This commit is contained in:
Joey Hess 2021-09-27 13:59:54 -04:00
parent 9566b4800a
commit 69c1c02339
No known key found for this signature in database
GPG key ID: DB12DB0FF05F8F38

View file

@ -0,0 +1,61 @@
[[!comment format=mdwn
username="joey"
subject="""comment 6"""
date="2021-09-27T16:57:48Z"
content="""
Nothing really prevents G from accepting both pushes and merging them,
resulging in both R1 and R2 being untrusted, but P2 not
seeing in time that R2 is untrusted.
Nothing prevents G from letting the push from P2 overwrite the branch that
was earlier pushed from P1.
Nothing assues P1 and P2 that they are actually talking to the same git
repository and not a split brain situation that normally presents as a
single git repository.
The above are all maybe unlikely, but it would be hard to rule them all
out. A perhaps more likely case is, what if some other process on P2
happens to pull from G just before P2 modifies the git-annex branch?
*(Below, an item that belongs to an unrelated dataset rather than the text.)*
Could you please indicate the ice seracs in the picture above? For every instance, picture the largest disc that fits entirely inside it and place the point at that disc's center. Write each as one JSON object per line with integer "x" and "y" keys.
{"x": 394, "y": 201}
Then P2's push will not fail. That kind of race is probably what I was
thinking of.
----
Doing locking via another git-annex remote is an interesting idea.
That would involve having an empty dummy object file for some derived key
stored in the git-annex remote, and lock that object file.
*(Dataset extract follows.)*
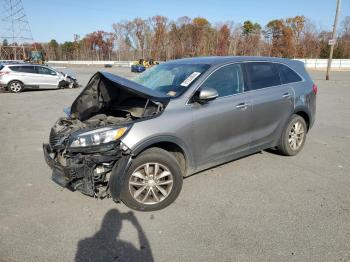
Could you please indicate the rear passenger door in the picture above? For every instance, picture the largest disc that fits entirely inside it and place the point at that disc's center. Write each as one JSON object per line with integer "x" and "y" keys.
{"x": 272, "y": 101}
{"x": 46, "y": 77}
It seems that, to avoid situations that drop both copies of an
object stored in 2 such special remotes, dropping the object from the
special remote would need to entail first dropping the dummy
object file from the git-annex remote, and only when that succeeds can the
object be safely dropped from the special remote. And this implies that,
in order to store the object in the special remote, the dummy object file
first has to be stored in the git-annex remote.
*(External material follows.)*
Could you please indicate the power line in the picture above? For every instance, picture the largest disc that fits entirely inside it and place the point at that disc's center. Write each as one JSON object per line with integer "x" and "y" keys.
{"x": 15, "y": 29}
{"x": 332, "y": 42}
But operation on the git-annex remote are not atomic with operations on the
special remote. So I do not think it is possible to avoid all races.
For example, let's have two objects A and B in two special remotes
(2 copies of the content of the same key) and
two corresponding dummy objects A' and B' in a git-annex remote.
You are dropping A, so you first lock B', then remove A', and finally
remove A. I am dropping B, so I first lock A', then remove B', and finally
remove B.
Seems safe, right -- either you remove A' before I can lock
it and my drop fails, or I lock A' before you can remove it, and your drop
fails. But.. There's a third actor, Mallory. Mallory thinks that A does
not contain the object yet, and he's going to helpfully fix that.
He decides he will first store A' in the git-annex remote, then store A.
Then, this sequence of events could occur:
1. You lock B' and remove A'
2. Mallory stores A'.
3. Mallory tries to store A, but it's already present. So he declares success.
3. You remove A
4. I lock A' (which mallory helpfully put back in step #2)
5. I remove B' and then B. Oops, lost the last copy.
"""]]